Safety Tom Zbikowski on winning five of six since Chuck Pagano’s treatment began: “I think it was just our leader, what a lot of the guys on this team bought into early. It wasn’t that we were trying to do anything extra or out of the ordinary. It was just I think a certain time that maybe it was a pivotal moment that a team started bonding, became one team, one family.”
Very well wrote, I am looking forward to this game, hopefully no matter win, lose or draw, we will still stick together and play in a competitive manner in the following weeks. If it is a shootout and we are on the losing end of it I think it could be a really draining experience, but let us just hope that does not happen.
@paulcareyjr Thank you, sir. I personally doubt it will actually be a shootout as well, but I thought the question was an interesting one. They brought it up with Bethea and Luck. They surely knew Bethea would never want to agree with that assessment.
"flashlight tag", that's hilarious – maybe Arians should coordinate a lock-in at the nearest Boston YMCA on Saturday night.
btw, my favorite thing about the new Bloguin layout is the "!" after the team record.
@matt_has I really enjoyed that story too. I saw other people were chopping that quote up, but I just couldn't. Had to use the whole thing. Some reporters were maybe trying to get him to say trit record was because of Pagano's illness. I think he handled it like a champ. The exclamation point after the team's record is all Greg Cowan. I agree. I hope he keeps doing that.
This game has all the makings of a shootout, which means it won't be. The Colts defense has been doing decently, admittedly against bad offenses in general. In the Jets game there were 2 interceptions and 2 lost fumbles, and against the Bears, 3 interceptions and 2 fumbles, leading the defense obvious problems.
Outside of those two games, the defense has given up about 17 points per game. That includes holding the Vikings to 20 points during their 4-1 start, tired for their lowest point total in those 5 games (they scored 23 on SF the week after).

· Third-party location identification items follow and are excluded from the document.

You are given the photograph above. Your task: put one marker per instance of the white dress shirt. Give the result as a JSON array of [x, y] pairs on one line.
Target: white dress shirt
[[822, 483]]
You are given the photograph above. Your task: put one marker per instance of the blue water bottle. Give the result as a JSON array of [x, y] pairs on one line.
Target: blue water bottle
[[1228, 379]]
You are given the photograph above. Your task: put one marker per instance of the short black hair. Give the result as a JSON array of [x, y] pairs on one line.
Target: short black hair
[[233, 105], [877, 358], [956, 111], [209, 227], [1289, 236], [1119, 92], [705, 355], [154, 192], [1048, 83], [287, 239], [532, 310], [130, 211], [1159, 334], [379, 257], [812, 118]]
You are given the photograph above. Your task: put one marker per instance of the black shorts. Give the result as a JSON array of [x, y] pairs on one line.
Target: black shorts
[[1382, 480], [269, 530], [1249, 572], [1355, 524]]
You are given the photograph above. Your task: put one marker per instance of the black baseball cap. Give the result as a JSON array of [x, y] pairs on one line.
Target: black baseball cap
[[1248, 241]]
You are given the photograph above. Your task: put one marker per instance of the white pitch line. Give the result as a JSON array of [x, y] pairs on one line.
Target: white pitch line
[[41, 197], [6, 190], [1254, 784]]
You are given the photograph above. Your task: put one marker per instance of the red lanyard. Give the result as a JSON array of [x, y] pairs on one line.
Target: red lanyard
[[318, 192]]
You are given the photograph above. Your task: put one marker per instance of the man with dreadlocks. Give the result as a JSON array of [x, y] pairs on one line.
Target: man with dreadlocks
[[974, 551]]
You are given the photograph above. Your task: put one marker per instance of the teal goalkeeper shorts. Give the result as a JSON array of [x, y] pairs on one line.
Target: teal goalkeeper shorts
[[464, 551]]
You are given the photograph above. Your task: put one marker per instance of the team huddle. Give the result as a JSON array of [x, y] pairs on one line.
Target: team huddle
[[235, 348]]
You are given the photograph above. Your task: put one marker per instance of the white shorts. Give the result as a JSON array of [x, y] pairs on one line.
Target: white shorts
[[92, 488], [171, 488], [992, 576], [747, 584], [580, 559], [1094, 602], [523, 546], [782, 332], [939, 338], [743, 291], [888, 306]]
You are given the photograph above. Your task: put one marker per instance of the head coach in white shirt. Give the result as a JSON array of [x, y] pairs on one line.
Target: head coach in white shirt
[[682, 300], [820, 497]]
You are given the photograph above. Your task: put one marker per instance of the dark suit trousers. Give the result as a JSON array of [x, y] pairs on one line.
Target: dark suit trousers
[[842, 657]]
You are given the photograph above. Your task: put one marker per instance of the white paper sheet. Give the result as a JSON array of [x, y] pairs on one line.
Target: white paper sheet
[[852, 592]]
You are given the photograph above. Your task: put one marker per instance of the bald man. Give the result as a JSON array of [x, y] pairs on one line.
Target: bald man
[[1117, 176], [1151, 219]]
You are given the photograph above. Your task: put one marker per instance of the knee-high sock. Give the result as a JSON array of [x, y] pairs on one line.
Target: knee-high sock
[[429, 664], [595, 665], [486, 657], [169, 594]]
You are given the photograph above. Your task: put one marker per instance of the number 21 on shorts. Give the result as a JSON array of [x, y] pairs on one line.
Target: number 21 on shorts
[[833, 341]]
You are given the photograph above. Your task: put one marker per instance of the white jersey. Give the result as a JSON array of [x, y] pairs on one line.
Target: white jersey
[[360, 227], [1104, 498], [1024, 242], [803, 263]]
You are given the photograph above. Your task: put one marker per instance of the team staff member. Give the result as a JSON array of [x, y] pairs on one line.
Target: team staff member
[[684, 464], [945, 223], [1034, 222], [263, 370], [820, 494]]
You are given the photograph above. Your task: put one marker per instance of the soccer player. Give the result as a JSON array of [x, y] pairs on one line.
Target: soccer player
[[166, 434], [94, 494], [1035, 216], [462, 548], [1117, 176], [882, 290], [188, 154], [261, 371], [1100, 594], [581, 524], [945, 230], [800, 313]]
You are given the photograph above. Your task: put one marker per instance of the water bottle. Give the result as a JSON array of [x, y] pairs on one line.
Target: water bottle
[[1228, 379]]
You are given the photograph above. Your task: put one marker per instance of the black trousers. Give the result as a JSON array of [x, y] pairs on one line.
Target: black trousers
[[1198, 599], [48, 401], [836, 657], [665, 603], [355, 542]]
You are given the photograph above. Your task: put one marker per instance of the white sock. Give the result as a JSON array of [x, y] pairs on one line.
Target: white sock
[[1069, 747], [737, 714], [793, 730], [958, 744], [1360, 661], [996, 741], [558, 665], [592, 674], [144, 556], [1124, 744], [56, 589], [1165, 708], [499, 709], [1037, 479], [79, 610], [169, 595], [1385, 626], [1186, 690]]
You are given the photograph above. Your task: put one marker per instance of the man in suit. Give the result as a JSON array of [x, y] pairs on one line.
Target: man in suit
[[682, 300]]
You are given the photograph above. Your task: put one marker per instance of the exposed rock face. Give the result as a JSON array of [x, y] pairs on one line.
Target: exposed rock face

It's not a great defense, but if the offense takes care of the ball, the defense seems to take care of the offense pretty well.
@Mattrellen LOVE that analysis. Turnovers are abig deal, for both sides, as are 3rd down conversions. An O that consistently fails there will set up their D for fatigue and failure as well (usually with short fields to defend). If you get both TOs and conversions, you are most likely looking at a good score on O, a well rested D,and nice long articles about how good your team is. Let's hope for more of same.
@Mattrellen I like that assessment. They've also held their own somewhat against the run. Not great, but definitely not making bad teams look good, which is what an awful defense does. Furthermore, I'm hoping they spend the afternoon frustrating the heck out of New England's offense.
@MarcusDugan When the offense takes care of the ball, the defense seems to have done everything decently. It's not a juggernaut, but...
10 points to Jax is their lowest point total since they played the Bears (which was the last time MJD played meaningful time).
The Titans scored 26 against Pit and 36 against the Bills in the two weeks before the Colts played them.
13 allowed to the Browns is their second lowest point total of the season.
27 is pretty average for the Packers.
It's not been the train wreck on defense most people seem to imagine. Looking both at the teams and the pedestrian rankings in both points and yards per game.
The shocking thing is that they can look so average even without causing turnovers.
@Mattrellen Another interesting note (I can't include these things because it's meant to be a news piece) is Buffalo, I believe, out-gained the Patriots but, of course, coughed up the ball all over the place.
If the Colts' offense can finish some drives and hold onto the ball as you said, this could be a very competitive game. This defense has been playing decently despite not really having things bounce their way.
Shorter. Longer. Are we talking MapQuest directions or Russian novels... or something else entirely?